Christopher Reeve was the perfect embodiment of Superman and Clark Kent. He was charming and handsome as the dashing superhero, and endearingly awkward as the alter ego. He required the perfect soundtrack to accompany a flawless portrayal of the famed comic book icon, and John Williams delivered just that. His score is larger than life and sounds distinctly American, with its fanfare inclinations. Superman is, after all, about “Truth, Justice, and the American Way.” John Williams understood the good-boy character of Superman, as well as the light-hearted nature of the story. The music he provided underscores the fun tone of the film perfectly.

superman-christopher-reeve-new-york

4. Jurassic Park (1993), Not Nominated

I, as much as everyone else that experienced the 90s, am highly anticipating Jurassic World (set for release June 2015). This is of course because Jurassic Park was a huge part of my childhood. I had plenty of nightmares involving dinosaurs chasing me, and there was always that distinctive music playing in my dreams. John Williams’ score for the film both inspires and terrifies. When Dr. Grant (Sam Neill) first encounters the dinosaurs, the music swells, giving it a wonderful sense of hope and awestruck amazement. Then there is an incredible boom, warning that something big is coming, paired with a flute to give the listener the feeling of being in a jungle, surrounded by the unknown and probably dangerous. Williams truly knows how to evoke not only the emotion of the film but the environment as well.

3. Star Wars: Episode IV – A New Hope (1977), Won

An epic story from a “long time ago in a galaxy far, far away” demands a soundtrack just as grand. Thankfully, John Williams was there to answer the call. His composition for the film has high levels of heroic themes, matched with romantic melodies to invoke a sensation of excitement and adventure. I think it’s incredible how Williams combines musical sounds to create a space-like atmosphere. Some of the lines of music sound just like what one might imagine a twinkling star would. Then he throws a loop in it all by utilizing the instruments to sound mechanical, or even animal-like to represent the action of a scene. And let’s not forget that incredible march that signals the entrance of the films’ most infamous character, Darth Vader. Its strong, deep notes convey a heavy military presence perfectly suited for the character.

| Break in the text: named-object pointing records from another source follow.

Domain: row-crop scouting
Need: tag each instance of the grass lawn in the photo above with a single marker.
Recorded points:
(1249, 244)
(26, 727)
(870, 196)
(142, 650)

2. Raiders of the Lost Ark (1981), Nominated

Another adventure film that John Williams provided just as awesome a score for (he’s pretty good at those). Indiana Jones is an everyman’s hero. He’s not superhuman but he can still kick butt and take names. He is what normal people pretend they could be (smart, confident, and handsome as hell). The Raiders theme that Williams created is like an exhilarating thrill ride. It fits the character impeccably because he isn’t a straight-shooter when it comes to his escapades. He’s all over the map, up and down, never going about things in a typical fashion. Williams’ music reflects this carefree, impetuous attitude with it’s energetic score, and upbeat notes that evoke that sense of adventure the film expresses.

1. Jaws (1975), Won

Let’s all be honest, never have two notes been so terrifying to audiences as those depicting the monster from the deep in Jaws. John Williams’ music in the film has the extra responsibility of representing the villain, for an hour, before the audience even gets a glimpse of it. He achieves this with a dark, predatorial sound that consists of such a simple note arrangement. It’s quite brilliant. The rest of the score contains exciting, thrill-seeking moments, like when the trio set out to hunt the shark down. Then there are the horrifying sounds, like the one that recreates an inhuman scream when Hooper is inspecting Ben Gardner’s boat, and gets an unpleasant surprise. In my opinion, this is a perfect film, with a perfect score, and is both Steven Spielberg’s and John Williams’ best work.